Unread postby KaiserJeep » Thu 05 Feb 2015, 05:36:35

The real limitations to producing monocrystalline solar panels are the embodied energy. This is still 90% true for alternative polycrystalline or rare earth solar cells, but I choose to discuss the premium PV cells I use.

Growing high purity silicon rods from a vat of molten silicon in an electric blast furnace: http://en.wikipedia.org/wiki/Monocrystalline_silicon
Image
...with tiny amounts of "dopant" substances such as Boron or Gallium.

Then you slice the rod into wafers with a precision diamond band-saw and polish those to a mirror finish:
http://en.wikipedia.org/wiki/Wafer_(electronics)
...using more electrical energy, and high tech, high precision machine tools.

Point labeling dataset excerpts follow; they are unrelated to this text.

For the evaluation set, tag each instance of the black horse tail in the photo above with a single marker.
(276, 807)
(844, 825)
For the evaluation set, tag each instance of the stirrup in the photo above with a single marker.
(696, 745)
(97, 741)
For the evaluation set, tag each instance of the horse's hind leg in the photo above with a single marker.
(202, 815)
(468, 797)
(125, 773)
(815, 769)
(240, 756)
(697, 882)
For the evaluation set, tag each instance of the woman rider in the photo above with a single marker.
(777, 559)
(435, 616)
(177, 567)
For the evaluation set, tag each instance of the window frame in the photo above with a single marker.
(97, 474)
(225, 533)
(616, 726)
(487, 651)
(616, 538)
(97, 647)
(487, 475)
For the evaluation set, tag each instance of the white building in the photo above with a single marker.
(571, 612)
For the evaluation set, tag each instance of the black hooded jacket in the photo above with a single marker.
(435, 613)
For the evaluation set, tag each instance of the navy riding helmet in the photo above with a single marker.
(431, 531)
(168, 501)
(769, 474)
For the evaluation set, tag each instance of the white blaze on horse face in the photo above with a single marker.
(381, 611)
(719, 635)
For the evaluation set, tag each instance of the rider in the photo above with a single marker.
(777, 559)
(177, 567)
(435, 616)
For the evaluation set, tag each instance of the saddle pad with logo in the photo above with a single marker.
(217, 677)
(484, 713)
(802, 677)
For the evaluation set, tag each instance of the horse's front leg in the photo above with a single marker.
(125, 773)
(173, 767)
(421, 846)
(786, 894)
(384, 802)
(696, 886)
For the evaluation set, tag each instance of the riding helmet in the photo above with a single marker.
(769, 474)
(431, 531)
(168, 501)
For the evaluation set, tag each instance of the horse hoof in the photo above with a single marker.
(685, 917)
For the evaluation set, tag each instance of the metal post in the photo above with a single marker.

Then you fabricate the wafer into a solar cell (infuse a second "dopant" into the surface in yet another high temperature electric furnace to make a "semiconductor junction") and print a thin set of wiring on the surface (aluminum deposition in a vacuum, nothing exotic)(but it uses a lot more power):
Image
...using still more electricity. Then you square off the wafer by cutting the edges straight, to pack more wafers in a panel:
Image
Then you package those solar cells into a panel made from aluminum (a common metal, that one makes in an electric arc furnace, using lots and lots of electricity). The clear film over the top is a plastic film made from petroleum. The wires are the (somewhat) rare metal copper and are insulated with vinyl made from more petroleum.
Image
Then you mount these panels on your roof, using more aluminum for mounting rails, plus steel screws and clips, and wire it to inverters which are complex electronic assemblies using integrated circuits and semiconductors fabricated with more monocrystalline silicon and more dopants and then housed in a heavy wall aluminum or plastic chassis. The fiberglass circuit boards are made from glass fibers from an electric blast furnace, and resins from petroleum, and wiring/printed wiring made from more copper. The big blue capacitors are made from aluminum foil and "electrolytic" chemicals made from petroleum.
Image
If you don't have a power grid to store excess energy, you use batteries:
Image

Get the idea? Manufacturing solar cells requires lots and lots of concentrated electricity for electric arc furnaces, then more electricity plus petroleum to fabricate solar cells, inverters, mounting systems, and wiring.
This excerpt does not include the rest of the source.